近年のセキュリティ要求への対応のため、統合サーバでは送信ドメイン認証(SPF,DKIM,DMARC)を導入いたしましたが、
スパム送信サーバとして判定されることが散見されており、
ドメイン管理者様や利用者による運用や設定にて、適切ではないものが原因であると推定されます。

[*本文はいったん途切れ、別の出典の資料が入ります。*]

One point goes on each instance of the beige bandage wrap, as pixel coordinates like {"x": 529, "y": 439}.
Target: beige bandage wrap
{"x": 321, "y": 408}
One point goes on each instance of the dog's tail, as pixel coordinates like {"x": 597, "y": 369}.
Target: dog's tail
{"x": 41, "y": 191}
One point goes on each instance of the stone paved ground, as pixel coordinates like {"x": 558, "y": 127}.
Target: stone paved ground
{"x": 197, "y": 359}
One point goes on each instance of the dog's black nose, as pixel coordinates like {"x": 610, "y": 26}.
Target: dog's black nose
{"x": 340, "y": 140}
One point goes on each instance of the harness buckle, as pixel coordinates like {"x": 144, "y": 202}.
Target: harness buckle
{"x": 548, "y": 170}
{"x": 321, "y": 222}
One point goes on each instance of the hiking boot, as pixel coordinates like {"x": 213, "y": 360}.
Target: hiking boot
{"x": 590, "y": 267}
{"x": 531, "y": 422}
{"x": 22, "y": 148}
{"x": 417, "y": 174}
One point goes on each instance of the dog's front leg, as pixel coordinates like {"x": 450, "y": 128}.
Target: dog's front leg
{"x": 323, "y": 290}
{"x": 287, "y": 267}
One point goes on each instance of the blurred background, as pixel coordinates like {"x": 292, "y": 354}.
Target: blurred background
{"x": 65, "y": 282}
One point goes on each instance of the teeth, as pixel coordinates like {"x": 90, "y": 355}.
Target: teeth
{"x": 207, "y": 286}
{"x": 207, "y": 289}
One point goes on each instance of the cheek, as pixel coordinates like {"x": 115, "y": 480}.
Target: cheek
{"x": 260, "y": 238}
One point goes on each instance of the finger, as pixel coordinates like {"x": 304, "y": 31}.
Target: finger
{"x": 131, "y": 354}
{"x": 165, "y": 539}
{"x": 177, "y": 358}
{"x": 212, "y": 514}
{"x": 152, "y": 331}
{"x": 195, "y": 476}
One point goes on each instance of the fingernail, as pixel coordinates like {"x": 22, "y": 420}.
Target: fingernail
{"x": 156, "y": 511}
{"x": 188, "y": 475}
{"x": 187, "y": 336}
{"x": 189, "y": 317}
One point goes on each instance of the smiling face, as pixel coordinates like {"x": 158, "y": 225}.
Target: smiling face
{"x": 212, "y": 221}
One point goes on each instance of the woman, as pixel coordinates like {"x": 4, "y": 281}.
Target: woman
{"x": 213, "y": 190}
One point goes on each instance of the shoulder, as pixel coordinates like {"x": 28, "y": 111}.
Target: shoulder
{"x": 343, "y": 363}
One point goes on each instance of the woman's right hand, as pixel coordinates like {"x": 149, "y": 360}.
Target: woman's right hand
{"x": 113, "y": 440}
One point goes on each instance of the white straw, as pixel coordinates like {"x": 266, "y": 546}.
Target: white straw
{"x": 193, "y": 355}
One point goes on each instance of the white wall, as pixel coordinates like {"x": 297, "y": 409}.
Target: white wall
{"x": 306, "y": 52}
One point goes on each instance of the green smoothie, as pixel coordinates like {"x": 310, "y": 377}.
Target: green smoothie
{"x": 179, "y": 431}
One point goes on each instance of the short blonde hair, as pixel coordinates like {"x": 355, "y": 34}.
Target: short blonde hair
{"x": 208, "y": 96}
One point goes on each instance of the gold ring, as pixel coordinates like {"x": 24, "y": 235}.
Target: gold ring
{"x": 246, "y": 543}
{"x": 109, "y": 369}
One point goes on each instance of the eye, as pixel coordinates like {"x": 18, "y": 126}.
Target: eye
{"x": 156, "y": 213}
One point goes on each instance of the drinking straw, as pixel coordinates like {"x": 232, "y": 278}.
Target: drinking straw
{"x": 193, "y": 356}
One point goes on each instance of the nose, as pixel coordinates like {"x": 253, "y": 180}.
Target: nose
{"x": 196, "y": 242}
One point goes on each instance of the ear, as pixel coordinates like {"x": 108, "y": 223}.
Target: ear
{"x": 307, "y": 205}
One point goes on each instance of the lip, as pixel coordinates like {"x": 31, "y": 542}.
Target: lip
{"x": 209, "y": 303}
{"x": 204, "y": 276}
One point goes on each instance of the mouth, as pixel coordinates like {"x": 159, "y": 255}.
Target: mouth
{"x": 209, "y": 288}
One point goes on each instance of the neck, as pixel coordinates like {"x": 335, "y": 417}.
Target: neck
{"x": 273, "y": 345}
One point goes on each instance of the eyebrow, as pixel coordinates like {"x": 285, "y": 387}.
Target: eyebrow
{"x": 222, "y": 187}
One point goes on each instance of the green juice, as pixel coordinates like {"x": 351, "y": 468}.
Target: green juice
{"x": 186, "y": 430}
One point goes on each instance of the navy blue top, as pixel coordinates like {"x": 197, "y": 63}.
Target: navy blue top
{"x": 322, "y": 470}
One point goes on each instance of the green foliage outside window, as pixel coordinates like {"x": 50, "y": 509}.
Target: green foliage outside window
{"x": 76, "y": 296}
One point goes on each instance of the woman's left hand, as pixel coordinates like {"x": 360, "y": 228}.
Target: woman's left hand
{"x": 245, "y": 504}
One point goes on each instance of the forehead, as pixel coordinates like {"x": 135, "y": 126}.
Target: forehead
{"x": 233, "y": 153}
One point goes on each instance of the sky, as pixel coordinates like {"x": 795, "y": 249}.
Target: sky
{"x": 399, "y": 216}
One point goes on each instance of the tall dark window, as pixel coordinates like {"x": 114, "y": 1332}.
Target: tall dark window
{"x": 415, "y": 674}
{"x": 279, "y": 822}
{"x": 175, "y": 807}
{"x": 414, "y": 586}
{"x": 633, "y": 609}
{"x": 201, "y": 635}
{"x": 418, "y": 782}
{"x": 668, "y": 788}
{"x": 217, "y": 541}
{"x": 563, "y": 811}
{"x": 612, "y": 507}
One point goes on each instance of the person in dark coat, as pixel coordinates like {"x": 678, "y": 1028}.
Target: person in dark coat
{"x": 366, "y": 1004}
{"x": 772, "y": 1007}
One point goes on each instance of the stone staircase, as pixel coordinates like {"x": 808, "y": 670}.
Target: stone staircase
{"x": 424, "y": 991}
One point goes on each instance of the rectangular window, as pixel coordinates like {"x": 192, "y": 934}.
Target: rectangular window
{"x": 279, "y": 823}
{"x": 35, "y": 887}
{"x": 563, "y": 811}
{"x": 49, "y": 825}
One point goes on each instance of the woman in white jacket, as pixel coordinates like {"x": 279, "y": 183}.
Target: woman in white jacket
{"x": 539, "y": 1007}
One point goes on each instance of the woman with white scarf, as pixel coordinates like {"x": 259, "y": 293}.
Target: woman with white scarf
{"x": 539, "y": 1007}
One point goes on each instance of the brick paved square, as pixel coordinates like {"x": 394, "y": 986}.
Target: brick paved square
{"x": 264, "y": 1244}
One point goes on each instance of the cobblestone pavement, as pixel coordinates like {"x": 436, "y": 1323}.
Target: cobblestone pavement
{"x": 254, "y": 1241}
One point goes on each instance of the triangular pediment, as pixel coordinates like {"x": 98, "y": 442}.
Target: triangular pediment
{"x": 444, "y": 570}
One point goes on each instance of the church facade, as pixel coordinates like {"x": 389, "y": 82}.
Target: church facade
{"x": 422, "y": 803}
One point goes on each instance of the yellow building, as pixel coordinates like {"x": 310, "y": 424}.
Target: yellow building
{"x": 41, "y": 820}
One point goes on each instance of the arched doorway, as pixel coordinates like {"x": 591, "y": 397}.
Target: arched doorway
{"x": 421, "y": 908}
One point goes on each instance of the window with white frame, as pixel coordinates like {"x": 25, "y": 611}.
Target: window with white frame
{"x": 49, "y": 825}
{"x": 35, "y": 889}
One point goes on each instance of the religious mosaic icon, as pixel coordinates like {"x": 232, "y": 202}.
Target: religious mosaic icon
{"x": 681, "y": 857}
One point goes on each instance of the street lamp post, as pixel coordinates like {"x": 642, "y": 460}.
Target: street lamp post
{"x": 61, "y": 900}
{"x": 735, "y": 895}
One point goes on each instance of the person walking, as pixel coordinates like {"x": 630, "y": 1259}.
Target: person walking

そのため、メール機能を利用している全てのドメイン管理者は、ドメインがスパム送信サーバとして判定されないよう、
各設定や運用を適切に保ち、利用者に対して、適切な利用を指導する責任があります。
セキュリティのためスパムとして判定された際に具体的な要因が明かされることは無く、問題は常に複雑で複合的であり、
解決策としては「適切な運用」を求められるため、
全ての関係者が、メールがスパムと判定されないような適切な運用を保つために不断の努力を行うことが必要です。
対策
調査
統合サーバでスパム送信サーバと判定されたものについて
特に疑われる要因が以下です。
- スパムメールの転送 (非常に重い)
- 送信元アドレスの詐称 (重い)
- 不適切なメールエイリアスの管理
- 不適切なメーリングリストの管理
- 不適切なメールアカウントの管理
これらについて、各ドメイン管理者は対応を行うべきです。
このようなものを放置している場合に、問題が発生した場合、
調査・問題の特定がより困難になる場合があります。
対策の手引き
・スパムメールの転送
各ユーザの転送設定、メールエイリアス、メーリングリストなどで、
スパムメールをそのまま転送しているような事例が散見されます。
これは、スパム送信サーバとして判定される要因として、
特に大きなものとみられ、対策が必須です。
対応策としてサーバ全体、あるいは個別のアドレスごとのスパム転送防止の設定が必要なので、
それぞれメリットとデメリットについて解説します。
-
サーバ単位でのスパムメールの拒否/破棄
これは以前から案内されている方法で、すでにいくつかのドメインでも導入されています。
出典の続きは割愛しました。